【Splay】BZOJ 2773-永无乡

依旧是数据结构...之前玩的不够爽，本来想去写一发维修数列，后面想了想还是算了...

　　

Splay还是比较好玩的，这道题要用到的是Splay的启发式合并...

 

　　具体说来，用并查集维护连通性，然后每次合并两块Splay的时候将小的那棵Splay一个个拆下来插入到大的那一棵上。

　　理论上每个点只会有一次插入，所以在复杂度允许的范围内。

 

#include <cstdio>
#include <algorithm>
#include <cstring>
#include <iostream>
#define lch t[x].s[0]
#define rch t[x].s[1]
#define maxn 105000
using namespace std;

struct node { int s[2],key,f,size,num; } t[maxn];
int i,j,n,m,k,a,b;
int f[maxn],s[maxn];

void update(int x) { t[lch].f = t[rch].f = x; t[x].size = t[lch].size + t[rch].size + 1; }
void clear(int x) { t[x].s[0] = t[x].s[1] = t[x].f = t[x].key = t[x].size = 0; }

void Rou(int x,bool kind)
{
    int v = t[x].s[!kind]; t[x].s[!kind] = t[v].s[kind]; t[v].s[kind] = x;
    t[v].f = t[x].f; t[x].f = v; t[t[x].s[!kind]].f = x;

    t[t[v].f].s[x == t[t[v].f].s[1]] = v;
    update(x); update(v);

    clear(0);
}

int find(int x,int k)
{
    if (t[lch].size == k-1) return x;
    else if (t[lch].size > k-1) return find(lch,k);
    else return find(rch,k-1-t[lch].size);
}

#define R(x) Rou( t[(x)].f,t[t[(x)].f].s[0] == (x) )
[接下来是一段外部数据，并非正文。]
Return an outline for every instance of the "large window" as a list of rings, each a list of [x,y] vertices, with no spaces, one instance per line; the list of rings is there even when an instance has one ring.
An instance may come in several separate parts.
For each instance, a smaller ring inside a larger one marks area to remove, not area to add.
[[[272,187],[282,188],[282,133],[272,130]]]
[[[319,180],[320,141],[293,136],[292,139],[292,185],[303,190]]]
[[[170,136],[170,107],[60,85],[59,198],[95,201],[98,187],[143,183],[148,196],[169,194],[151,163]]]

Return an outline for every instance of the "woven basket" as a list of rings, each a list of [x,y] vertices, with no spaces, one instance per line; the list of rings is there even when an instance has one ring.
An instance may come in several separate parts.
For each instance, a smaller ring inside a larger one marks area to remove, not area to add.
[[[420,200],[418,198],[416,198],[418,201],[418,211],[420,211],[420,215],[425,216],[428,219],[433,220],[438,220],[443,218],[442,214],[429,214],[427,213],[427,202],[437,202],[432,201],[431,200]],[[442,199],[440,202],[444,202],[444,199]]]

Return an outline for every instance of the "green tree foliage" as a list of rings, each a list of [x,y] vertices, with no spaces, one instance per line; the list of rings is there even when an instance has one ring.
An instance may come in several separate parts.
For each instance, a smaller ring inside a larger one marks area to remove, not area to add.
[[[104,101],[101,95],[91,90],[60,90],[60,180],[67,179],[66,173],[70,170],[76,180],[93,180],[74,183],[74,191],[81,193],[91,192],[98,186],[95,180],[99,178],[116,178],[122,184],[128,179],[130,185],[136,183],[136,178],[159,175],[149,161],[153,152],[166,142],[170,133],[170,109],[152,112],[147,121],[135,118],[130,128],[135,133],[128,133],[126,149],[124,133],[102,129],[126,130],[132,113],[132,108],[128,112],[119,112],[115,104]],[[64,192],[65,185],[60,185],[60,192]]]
void splay(int x,int f) { while (t[x].f != f) R(x); }

void insert(node now,int x)
{
    t[x].size++;
    if (now.key < t[x].key)
        if (!lch) lch = now.num,t[lch] = now,t[lch].size = 1,t[lch].f = x;
        else insert(now,lch);
    else 
        if (!rch) rch = now.num,t[rch] = now,t[rch].size = 1,t[rch].f = x;
        else insert(now,rch);
}

void travel(int x,int root)
{
    if (lch) travel(lch,root),lch = 0;
    if (rch) travel(rch,root),rch = 0;
    insert(t[x],root);
}

int getf(int x)
{
    if (f[x] != x) return f[x] = getf(f[x]);
    return f[x];
}

void work(int a,int b)
{
    int r1 = getf(a), r2 = getf(b);
    if (r1 == r2) return;

    if (s[r1] > s[r2]) swap(r1,r2);
    f[r1] = r2; s[r2] += s[r1]; s[r1] = 0;
    splay(r2,0); splay(r1,0);
    
    travel(r1,r2);
}

int main()
{
    scanf("%d %d",&n,&m);
    for (i = 1; i <= n; i++)
        scanf("%d",&t[i].key),f[i] = i,s[i] = 1,t[i].num = i,t[i].size = 1;

    for (i = 1; i <= m; i++)
    {
        scanf("%d %d",&a,&b);
        work(a,b);
    }

    int q,x,y; char ch;
    scanf("%d\n",&q);
    while (q--)
    {
        scanf("%c %d %d\n",&ch,&x,&y);

        if (ch == 'B') work(x,y);
        if (ch == 'Q')
        {
            int root = getf(x);
            splay(root,0);
            if (t[root].size < y) printf("-1\n");
            else printf("%d\n",find(root,y));
        }
    }

    return 0;
}